Accelerating research operations
In addition to generating and evaluating design candidates, there are several additional ways that LLMs, sometimes coupled with other AI technologies, are being used to accelerate various activities in the product development process:
Identifying and analyzing customer/user needs, products, and features. LLM-powered software solutions are being used, particularly by consumer companies, to synthesize a vast array of product reviews, social media posts, customer service transcripts, and other sources of customer data to identify addressable market segments and the product categories and features/functions that would best address the as-yet unmet needs of customers.
Exploring and synthesizing existing research and data. In industries such as life sciences, chemicals, and materials, there is a vast and rapidly growing body of published research and databases. It can be challenging for scientists to keep up with the literature in their own subdiscipline, not to mention the adjacent or even distant areas of other research, which could bring insights for breakthroughs in their field. Oftentimes, the volume of machine-readable data being made available is growing even more rapidly than published papers.

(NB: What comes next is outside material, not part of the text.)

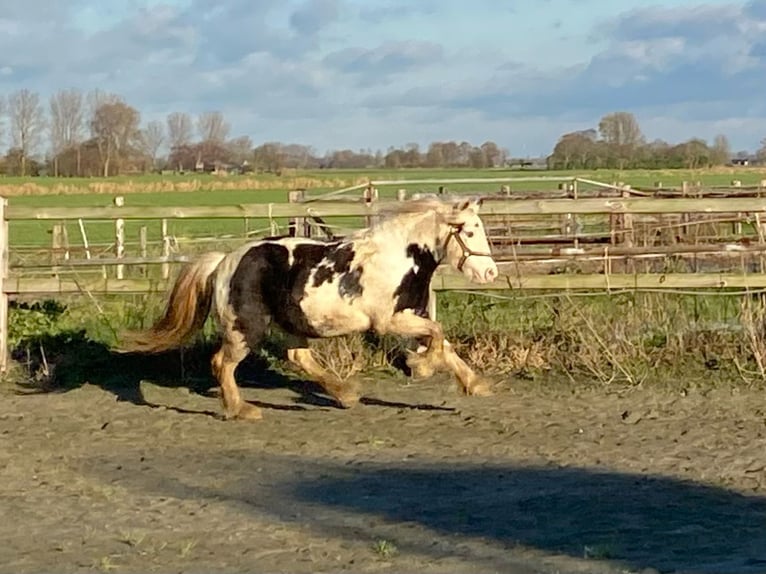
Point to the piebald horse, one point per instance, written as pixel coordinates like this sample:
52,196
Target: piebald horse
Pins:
374,279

Tools enabled by LLMs and analytical AI can synthesize insights from published literature and databases, both to inform innovation practitioners and to suggest potential avenues for creating solutions. Google, OpenAI, Perplexity, and Anthropic, for example, have all introduced knowledge agent products that perform multistep research tasks that one might otherwise assign to a research assistant: creating a work plan, searching a set of sources on the web, producing a well-structured research report.

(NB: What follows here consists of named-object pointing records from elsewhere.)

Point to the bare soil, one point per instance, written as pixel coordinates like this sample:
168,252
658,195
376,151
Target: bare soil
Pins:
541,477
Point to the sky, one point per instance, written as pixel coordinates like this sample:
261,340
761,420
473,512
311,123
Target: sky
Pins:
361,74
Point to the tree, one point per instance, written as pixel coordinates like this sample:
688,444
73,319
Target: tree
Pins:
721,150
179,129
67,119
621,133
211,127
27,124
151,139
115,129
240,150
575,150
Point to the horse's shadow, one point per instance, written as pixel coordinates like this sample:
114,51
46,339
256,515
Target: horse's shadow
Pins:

Streamlining internal knowledge management. Not only is there a burgeoning volume of publications and data available publicly, but large corporations hold a huge amount of both codified knowledge in various databases and tacit knowledge in the minds of employees. LLM-powered tools can help to codify tacit knowledge—say, transcribing and capturing recorded meetings and other communications (with the permission of the participants, of course). Tools similar to the publicly available research products previously mentioned can then help product development practitioners find relevant corporate knowledge, which can be combined with externally sourced data to generate syntheses and insights.
Automating documentation tasks. In many product development processes, particularly in highly regulated industries such as pharmaceuticals and aircraft manufacturing, there are significant documentation requirements—for example, for regulatory filings, engineering change orders, and other required documentation. LLMs can accelerate the process of both generating and synthesizing these documents. (Of course, systems must be put in place, including human review, to ensure that these documents meet requirements for accuracy and fidelity.)
Collaborating with humans for ideation and concept development. Product managers, scientists, engineers, designers, and other participants in the product development process can “converse” with LLMs to stimulate ideas, get “opinions,” and have their ideas challenged, much as they would with a colleague. These experiences illustrate that it is possible for humans and AI to collaborate, but the human skill in using AI tools can significantly influence the effectiveness of these collaborations (see sidebar, “Agents in R&D”).